You don't mention it in the question, but using ls
, awk
, find
, and sort
together somehow seems unlikely to be the answer your tutor expected. You don't mention what your course is in, but I would have expected there to be a less 'cobbled together' solution, using perhaps bash only, or perl, python, or something else.
I certainly would not have solved this problem this way (I would have used perl).
Still, assuming your code meets the expectations for tool use (as in, you are supposed to use awk), there are some things that are off.
Single-line multi-statements
You have a number of 1-liners that you should have expanded. You already have the massive awk code-block, why mix the compact 1-liner and block statements like you have done?

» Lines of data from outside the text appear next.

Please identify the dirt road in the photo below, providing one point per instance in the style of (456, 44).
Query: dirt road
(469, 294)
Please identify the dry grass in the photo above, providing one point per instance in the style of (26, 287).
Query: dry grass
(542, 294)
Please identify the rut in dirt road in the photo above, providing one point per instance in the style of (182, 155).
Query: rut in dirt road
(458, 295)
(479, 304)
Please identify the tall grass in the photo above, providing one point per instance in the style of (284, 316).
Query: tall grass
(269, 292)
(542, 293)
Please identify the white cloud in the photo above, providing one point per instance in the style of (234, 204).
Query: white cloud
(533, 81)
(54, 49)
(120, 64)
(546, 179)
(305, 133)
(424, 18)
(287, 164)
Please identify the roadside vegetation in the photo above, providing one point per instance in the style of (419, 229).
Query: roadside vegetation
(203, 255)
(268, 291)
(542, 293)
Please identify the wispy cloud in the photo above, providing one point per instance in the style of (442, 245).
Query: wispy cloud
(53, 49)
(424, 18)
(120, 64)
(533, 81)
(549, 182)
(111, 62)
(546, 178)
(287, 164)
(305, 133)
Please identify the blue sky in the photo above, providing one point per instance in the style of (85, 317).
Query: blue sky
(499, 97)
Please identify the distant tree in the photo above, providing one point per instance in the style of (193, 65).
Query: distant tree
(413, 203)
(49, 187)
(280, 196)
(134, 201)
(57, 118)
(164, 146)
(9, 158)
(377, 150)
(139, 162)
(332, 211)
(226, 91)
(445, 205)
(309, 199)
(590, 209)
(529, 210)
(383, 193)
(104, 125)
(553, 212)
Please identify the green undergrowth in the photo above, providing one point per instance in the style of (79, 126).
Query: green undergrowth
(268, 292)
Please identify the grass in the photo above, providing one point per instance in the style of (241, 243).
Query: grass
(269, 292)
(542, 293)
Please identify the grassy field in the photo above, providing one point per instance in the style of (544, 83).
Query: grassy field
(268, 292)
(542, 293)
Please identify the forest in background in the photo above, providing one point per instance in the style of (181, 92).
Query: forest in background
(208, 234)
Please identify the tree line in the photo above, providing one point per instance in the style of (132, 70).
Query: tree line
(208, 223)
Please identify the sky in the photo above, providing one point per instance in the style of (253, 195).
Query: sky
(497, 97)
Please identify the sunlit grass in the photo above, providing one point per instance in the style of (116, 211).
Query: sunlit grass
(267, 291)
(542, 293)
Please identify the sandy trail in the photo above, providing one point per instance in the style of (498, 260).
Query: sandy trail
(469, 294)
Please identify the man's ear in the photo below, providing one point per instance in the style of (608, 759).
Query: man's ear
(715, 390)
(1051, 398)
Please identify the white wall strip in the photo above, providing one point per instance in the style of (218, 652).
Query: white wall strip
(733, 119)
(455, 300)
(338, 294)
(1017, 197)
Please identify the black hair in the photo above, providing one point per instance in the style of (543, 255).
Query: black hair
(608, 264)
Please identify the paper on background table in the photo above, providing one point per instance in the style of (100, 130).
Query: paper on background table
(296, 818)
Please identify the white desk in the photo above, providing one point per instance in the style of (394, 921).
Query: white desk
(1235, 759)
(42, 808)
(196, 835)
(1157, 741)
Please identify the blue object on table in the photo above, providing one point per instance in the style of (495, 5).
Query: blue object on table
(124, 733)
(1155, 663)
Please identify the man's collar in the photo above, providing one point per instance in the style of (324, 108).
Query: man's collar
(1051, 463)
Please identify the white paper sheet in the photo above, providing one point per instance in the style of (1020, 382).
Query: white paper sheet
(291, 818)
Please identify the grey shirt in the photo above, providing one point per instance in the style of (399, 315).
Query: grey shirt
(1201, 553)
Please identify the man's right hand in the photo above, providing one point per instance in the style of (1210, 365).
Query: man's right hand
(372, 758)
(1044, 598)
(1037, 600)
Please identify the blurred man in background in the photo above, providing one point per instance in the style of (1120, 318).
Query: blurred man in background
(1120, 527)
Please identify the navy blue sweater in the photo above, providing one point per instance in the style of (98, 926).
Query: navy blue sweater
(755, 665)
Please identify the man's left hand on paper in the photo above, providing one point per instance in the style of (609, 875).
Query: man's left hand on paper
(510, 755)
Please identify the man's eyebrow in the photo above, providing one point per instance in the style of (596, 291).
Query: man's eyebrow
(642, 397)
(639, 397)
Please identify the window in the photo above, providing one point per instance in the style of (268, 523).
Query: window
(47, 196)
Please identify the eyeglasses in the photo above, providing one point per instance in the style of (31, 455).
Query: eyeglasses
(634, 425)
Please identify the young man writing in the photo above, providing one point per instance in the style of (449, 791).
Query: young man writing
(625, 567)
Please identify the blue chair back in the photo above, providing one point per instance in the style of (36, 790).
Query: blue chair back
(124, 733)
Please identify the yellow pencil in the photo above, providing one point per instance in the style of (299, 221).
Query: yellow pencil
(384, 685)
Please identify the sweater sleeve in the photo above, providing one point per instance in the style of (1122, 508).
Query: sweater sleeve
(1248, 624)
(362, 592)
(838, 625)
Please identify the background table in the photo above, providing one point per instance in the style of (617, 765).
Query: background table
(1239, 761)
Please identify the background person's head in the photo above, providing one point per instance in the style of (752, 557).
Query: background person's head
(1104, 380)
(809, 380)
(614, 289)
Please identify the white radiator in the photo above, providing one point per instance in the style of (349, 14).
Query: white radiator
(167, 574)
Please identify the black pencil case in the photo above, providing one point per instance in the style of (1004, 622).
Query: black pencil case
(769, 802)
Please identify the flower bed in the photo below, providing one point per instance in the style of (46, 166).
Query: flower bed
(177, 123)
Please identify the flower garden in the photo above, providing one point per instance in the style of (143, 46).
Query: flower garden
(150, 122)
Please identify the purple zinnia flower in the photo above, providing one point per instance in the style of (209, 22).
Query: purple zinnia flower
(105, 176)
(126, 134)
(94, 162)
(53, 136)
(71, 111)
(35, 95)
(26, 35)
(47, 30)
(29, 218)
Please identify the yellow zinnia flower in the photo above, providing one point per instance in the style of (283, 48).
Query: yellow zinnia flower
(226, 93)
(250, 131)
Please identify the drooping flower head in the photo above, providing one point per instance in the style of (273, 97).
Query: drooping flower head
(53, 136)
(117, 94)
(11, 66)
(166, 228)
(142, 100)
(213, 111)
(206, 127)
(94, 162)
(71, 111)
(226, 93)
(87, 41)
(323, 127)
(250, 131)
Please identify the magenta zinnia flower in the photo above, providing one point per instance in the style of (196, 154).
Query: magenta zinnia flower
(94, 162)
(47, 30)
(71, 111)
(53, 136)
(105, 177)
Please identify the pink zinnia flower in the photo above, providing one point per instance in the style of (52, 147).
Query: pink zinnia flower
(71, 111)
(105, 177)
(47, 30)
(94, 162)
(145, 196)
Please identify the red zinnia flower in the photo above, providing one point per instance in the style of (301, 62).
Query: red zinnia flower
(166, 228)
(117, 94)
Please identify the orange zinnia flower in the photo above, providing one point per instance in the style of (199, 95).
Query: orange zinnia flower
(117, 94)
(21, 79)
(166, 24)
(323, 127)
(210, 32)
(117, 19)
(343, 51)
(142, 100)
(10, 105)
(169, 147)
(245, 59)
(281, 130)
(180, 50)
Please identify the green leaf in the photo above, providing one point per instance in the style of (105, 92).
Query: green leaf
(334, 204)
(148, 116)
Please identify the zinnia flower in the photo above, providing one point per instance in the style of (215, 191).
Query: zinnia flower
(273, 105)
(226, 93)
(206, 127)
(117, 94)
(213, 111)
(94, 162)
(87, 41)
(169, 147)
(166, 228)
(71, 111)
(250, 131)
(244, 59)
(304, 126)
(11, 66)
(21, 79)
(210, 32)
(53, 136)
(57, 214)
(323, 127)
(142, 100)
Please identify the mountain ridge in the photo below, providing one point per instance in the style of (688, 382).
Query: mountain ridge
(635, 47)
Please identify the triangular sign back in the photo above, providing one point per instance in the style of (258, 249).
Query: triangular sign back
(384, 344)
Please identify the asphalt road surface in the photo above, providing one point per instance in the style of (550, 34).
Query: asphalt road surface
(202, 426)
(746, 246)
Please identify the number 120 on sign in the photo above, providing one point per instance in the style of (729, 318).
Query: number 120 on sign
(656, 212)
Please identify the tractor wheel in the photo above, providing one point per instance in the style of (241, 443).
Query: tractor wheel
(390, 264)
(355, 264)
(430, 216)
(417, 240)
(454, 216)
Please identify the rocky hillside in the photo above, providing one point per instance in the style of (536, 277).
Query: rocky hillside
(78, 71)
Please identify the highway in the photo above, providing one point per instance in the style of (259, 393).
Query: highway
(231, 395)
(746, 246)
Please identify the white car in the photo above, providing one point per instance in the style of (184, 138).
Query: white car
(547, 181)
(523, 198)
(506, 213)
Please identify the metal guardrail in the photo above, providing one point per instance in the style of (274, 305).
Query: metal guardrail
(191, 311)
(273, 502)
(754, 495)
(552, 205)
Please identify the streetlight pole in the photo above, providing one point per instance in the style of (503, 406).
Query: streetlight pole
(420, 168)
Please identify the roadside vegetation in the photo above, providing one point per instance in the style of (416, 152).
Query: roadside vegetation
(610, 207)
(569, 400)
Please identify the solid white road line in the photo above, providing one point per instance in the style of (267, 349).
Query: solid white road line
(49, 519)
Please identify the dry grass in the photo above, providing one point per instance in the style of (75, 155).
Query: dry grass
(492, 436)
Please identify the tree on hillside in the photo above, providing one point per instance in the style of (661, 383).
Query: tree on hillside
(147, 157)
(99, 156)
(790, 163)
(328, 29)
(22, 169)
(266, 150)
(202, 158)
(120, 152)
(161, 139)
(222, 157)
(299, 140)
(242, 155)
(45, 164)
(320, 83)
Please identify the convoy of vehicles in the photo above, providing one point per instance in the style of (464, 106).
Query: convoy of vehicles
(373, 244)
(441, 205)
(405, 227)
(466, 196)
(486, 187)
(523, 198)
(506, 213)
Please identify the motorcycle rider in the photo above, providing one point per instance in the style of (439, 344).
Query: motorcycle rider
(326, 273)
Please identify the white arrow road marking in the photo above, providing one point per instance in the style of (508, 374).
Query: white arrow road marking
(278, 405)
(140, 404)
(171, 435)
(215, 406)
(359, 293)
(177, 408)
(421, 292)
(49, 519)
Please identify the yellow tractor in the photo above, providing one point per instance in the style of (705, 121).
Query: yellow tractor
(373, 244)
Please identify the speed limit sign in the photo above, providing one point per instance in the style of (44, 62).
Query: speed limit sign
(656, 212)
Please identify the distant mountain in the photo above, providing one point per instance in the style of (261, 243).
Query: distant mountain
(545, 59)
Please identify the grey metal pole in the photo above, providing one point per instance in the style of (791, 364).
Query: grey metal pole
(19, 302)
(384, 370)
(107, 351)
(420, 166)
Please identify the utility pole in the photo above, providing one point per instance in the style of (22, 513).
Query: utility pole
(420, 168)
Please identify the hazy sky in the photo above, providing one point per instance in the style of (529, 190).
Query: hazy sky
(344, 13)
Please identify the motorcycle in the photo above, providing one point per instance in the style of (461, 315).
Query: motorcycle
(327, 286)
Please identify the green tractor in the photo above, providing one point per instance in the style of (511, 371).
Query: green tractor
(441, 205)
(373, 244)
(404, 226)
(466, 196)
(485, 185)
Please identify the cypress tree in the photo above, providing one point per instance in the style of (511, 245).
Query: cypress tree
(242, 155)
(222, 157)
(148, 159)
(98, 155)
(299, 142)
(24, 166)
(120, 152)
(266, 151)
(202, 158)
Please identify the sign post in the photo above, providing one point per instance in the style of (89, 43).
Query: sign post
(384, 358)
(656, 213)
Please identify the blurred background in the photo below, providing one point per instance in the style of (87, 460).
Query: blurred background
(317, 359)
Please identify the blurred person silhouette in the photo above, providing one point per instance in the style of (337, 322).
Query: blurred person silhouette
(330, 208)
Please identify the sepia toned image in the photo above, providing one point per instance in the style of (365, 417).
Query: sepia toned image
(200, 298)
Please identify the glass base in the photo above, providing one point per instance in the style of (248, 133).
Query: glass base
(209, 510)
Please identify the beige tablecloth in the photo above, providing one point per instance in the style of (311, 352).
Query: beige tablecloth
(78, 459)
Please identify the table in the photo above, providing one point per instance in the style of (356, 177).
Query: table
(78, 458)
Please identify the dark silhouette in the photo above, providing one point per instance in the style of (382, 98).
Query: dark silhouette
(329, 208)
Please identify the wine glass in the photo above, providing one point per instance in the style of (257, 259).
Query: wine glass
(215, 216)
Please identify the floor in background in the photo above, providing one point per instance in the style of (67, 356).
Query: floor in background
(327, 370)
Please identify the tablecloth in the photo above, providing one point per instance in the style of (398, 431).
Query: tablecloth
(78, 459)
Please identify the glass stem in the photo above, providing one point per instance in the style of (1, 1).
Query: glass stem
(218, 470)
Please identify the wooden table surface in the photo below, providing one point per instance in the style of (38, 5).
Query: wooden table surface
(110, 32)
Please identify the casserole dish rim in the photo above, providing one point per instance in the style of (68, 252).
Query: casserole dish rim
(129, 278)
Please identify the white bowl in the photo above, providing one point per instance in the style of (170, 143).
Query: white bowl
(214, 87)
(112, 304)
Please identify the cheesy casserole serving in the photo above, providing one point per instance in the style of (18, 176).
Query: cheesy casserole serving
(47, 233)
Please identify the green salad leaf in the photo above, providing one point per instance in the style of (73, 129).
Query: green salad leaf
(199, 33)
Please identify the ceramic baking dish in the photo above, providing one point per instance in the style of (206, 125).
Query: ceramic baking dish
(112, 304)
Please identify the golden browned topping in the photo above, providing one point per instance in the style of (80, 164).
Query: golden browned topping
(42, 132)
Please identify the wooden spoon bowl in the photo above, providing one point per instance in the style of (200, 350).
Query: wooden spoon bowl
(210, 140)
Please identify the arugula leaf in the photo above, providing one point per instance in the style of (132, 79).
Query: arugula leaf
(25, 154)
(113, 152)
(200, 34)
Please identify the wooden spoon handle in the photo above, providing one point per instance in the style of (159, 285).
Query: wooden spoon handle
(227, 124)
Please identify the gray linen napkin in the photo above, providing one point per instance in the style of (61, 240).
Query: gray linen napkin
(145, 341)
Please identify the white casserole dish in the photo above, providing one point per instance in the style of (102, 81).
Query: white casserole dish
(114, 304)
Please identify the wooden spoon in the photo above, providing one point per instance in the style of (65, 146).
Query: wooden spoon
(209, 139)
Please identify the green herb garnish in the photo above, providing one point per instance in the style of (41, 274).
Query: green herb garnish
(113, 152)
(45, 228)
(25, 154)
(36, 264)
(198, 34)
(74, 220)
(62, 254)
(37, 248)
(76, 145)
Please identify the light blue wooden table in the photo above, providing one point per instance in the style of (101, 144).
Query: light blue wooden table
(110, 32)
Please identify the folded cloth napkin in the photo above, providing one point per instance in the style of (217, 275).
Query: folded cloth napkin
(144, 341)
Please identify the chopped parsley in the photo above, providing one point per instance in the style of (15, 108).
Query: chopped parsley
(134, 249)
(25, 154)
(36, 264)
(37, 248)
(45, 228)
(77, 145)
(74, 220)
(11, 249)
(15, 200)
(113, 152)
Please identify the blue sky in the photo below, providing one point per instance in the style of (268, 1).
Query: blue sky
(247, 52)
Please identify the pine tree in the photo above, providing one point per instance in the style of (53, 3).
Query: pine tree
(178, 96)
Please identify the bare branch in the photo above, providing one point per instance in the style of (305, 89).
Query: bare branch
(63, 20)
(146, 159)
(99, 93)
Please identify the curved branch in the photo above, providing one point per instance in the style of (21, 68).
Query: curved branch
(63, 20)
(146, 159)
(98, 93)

for ( iowner in usr_sum ) if ( usr_sum[iowner] > owner_sum ) {owner = iowner; owner_sum=usr_sum[iowner]}
The above should be:
for ( iowner in usr_sum )
{
if ( usr_sum[iowner] > owner_sum )
{
owner = iowner
owner_sum=usr_sum[iowner]
}
}
Note, the use of block {}
braces for the single if
statement, and not using the semi-colon ;
to separate statements on a single line.
These other statements should also be on their own lines (and the for statement should have a {}
block):
for ( i=9; i<=NF; i++) name=name " " $i ... sum=0;delete usr_sum; ... sum+=1ドル;usr_sum[2ドル]+=1ドル; sum_all+=1ドル;usr_sum_all[2ドル]+=1ドル;
Negative if
Your main if-block would be better if done as a positive check, not a negative check. your code is:
if (type!="d") { ... do not a directory stuff } else { ... do directory stuff }
but would be more readable as:
if (type == "d")
{
... do directory stuff
}
else
{
... do not a directory stuff
}
Breathing space
Your code is suffocating since it has little breathing space. Many of your statements are compressed around the operators and other symbols. Consider lines like:
print 5,ドル3,ドルtype,name sum_all+=5ドル usr_sum_all[3ドル]+=5ドル
Which should be written as:
print 5,ドル 3,ドル type, name
sum_all += 5ドル
usr_sum_all[3ドル] += 5ドル
Performance
The multiple calls to find
may be hurting your performance. In general I can't help but think there's a better way to do this without all the nested OS calls.
Still, it ran fast enough for me on my machine, so it is probably not a real problem.